Black Vegans Step Out, for Their Health and Other Causes
By KIM SEVERSON NOV. 28, 2017
Photo Credit Audra Melton for The New York Times
Like many food trends that seem new, black veganism has historical roots. Eating vegan has long been a practice, especially for followers of religious and spiritual movements like Rastafarianism and the African Hebrew Israelites of Jerusalem, a religious group with black nationalist underpinnings that rose up in the 1960s and still runs a chain of vegan restaurants in cities like Atlanta; Tallahassee, Fla., and Tel Aviv.
Avoiding meat is also a core principle of the Nation of Islam, whose founders believed that pork was at the heart of the slave diet, and preached vegetarianism as the most healthful diet for African-Americans. Many people who give up eating animal products do it for their health, or for animal welfare. The same is true for the new veganism among African-Americans, but there is an added layer of another kind of politics.
“It’s not just about I want to eat well so I can live long and be skinny,” said Jenné Claiborne, a personal chef and cooking teacher who recently moved to Los Angeles from New York. Her first cookbook, “Sweet Potato Soul,” is due out in February. “For a lot of black people, it’s also the social justice and food access. The food we have been eating for decades and decades and has been killing us.”
Ms. Claiborne, 30, is part of a new generation of vegan cooks who are transforming traditional soul food dishes, digging deeper into the West African roots of Southern cooking and infusing new recipes with the tastes of the Caribbean. As a result, ideas about the dull vegan stews and stir-fries that were standard-bearers among the early generations of black vegan cooks are changing — albeit slowly.

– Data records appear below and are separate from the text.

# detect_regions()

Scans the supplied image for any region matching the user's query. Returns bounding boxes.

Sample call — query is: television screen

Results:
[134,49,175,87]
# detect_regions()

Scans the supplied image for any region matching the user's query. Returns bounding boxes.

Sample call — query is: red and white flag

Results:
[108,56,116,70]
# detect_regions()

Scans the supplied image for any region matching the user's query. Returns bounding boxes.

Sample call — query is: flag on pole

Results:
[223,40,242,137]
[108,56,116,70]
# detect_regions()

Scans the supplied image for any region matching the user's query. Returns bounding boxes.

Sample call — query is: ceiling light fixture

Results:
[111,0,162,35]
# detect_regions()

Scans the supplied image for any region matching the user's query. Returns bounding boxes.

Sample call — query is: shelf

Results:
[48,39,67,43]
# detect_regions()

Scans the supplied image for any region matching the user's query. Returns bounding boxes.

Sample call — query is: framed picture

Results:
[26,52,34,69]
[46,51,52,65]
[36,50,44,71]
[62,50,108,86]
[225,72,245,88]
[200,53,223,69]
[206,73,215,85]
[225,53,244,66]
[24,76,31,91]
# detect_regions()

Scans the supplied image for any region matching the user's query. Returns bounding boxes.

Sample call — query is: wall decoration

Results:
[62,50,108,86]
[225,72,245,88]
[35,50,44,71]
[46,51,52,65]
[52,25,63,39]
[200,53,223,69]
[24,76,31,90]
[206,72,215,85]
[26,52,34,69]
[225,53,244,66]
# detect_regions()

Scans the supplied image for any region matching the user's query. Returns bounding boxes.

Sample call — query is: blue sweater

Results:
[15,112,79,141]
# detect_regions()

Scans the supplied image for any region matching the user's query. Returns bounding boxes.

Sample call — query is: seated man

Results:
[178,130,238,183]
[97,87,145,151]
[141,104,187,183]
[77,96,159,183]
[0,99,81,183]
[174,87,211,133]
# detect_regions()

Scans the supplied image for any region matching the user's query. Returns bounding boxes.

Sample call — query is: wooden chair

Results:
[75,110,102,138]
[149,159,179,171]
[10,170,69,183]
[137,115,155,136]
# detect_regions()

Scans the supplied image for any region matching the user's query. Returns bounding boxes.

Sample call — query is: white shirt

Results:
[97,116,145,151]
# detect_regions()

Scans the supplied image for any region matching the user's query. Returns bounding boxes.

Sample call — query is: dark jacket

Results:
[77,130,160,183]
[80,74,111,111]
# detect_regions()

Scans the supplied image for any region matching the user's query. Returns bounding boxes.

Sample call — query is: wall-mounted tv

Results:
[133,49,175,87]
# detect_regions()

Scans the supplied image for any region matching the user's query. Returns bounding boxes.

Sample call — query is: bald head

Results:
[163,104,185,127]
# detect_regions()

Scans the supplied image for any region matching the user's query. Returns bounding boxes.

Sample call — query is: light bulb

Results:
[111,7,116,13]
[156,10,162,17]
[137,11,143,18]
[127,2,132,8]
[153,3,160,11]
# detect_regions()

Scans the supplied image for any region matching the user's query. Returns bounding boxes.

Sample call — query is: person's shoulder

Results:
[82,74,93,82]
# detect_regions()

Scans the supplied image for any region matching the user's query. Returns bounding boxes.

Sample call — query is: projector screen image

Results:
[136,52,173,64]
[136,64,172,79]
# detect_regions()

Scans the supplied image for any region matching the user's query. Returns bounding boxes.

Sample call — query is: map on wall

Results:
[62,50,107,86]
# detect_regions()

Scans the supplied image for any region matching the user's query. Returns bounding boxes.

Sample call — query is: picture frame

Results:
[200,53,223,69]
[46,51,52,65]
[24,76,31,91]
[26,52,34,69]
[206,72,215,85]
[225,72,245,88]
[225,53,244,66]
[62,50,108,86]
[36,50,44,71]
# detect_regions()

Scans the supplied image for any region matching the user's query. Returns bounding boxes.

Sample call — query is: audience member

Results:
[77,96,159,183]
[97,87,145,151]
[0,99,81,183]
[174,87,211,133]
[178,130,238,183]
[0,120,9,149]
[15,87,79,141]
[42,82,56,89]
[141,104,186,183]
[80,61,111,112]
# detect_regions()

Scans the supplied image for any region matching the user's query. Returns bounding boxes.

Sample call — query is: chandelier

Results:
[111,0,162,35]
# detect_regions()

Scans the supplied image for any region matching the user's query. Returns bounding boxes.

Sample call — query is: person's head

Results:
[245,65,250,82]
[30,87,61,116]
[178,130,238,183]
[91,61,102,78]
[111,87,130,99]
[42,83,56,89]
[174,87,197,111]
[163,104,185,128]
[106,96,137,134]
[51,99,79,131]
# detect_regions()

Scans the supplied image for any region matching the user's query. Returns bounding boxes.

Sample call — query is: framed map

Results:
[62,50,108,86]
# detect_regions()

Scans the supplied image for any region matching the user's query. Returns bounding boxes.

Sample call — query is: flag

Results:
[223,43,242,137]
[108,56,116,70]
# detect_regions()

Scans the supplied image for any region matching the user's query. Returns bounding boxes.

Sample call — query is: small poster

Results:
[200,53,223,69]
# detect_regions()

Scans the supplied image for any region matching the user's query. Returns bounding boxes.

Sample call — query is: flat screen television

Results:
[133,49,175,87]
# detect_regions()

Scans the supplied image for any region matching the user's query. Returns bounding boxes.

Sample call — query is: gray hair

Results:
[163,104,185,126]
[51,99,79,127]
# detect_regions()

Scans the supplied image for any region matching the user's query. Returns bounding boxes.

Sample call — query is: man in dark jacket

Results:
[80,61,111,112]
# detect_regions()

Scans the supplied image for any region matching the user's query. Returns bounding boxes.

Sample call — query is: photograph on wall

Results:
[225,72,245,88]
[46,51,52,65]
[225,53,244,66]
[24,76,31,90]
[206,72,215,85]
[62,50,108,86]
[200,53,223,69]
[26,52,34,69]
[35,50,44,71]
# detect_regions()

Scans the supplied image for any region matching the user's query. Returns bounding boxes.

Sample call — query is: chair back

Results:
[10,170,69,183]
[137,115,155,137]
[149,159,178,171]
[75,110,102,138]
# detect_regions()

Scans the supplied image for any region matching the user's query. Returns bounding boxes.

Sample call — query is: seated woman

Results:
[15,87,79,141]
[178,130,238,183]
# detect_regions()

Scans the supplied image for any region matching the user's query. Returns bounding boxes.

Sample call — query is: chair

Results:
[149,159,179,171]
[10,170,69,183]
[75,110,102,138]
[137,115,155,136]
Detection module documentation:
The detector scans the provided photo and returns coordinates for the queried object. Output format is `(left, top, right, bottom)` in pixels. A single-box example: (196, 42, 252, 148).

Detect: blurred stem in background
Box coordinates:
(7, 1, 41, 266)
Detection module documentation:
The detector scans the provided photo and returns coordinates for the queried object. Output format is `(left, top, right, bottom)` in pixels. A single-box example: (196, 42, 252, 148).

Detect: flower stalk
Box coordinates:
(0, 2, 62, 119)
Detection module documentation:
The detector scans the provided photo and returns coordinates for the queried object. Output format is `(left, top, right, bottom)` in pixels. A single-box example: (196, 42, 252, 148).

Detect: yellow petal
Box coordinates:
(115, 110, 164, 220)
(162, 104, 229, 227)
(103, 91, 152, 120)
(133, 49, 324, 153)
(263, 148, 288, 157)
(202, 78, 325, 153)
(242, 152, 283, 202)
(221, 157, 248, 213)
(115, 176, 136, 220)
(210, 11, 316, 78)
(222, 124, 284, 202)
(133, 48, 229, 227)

Tassili Ma’at, 60, owns Tassili’s Raw Reality in the historic West End of Atlanta. She raised her youngest two children as vegans, and now eats only raw food. She’s a member of the Atlanta chapter of Hip Hop Is Green, which she says is a way to help young people identify veganism as both “something cool and something political.”
“I acknowledge my customers for being modern-day revolutionaries without picking up a gun or having to throw a grenade or pick up a picket sign and carry it down the street,” she said. “We are defying the death industry.”